A link preview is the card-style display that automatically appears when you share a URL on social media or messaging apps. It typically shows the page's title, a thumbnail image, and a brief description. The Twitter card that appears when you paste a URL in a tweet, or the image summary shown when sending a link on LINE, are examples of link previews.
Link previews pull their information from OGP (Open Graph Protocol) tags and Twitter Card tags embedded in the page's HTML. The og:title tag provides the title, og:description supplies the summary text, and og:image specifies the thumbnail. Without these tags properly configured, previews may not appear or may display unintended content.
The impact on click-through rates is significant. According to BuzzSumo analysis, links with proper thumbnail images receive 2.3 times higher engagement than those without. The recommended og:image size is 1200x630 pixels, which displays optimally across major platforms.

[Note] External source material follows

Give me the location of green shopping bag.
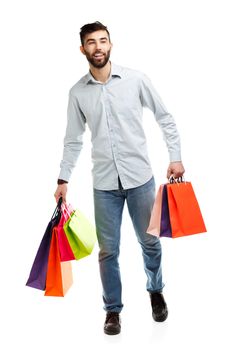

The relationship between short URLs and link previews requires attention. When a short URL is shared, the social platform's crawler follows the redirect to the destination page and extracts OGP information from there. Most platforms handle redirects correctly, but long redirect chains or slow server responses can cause preview generation to fail.
Link preview caching is another consideration. Once generated, previews are cached by the social platform and won't immediately reflect OGP tag changes. Twitter's Card Validator and Facebook's Sharing Debugger can force cache refreshes. Related books are available on Amazon.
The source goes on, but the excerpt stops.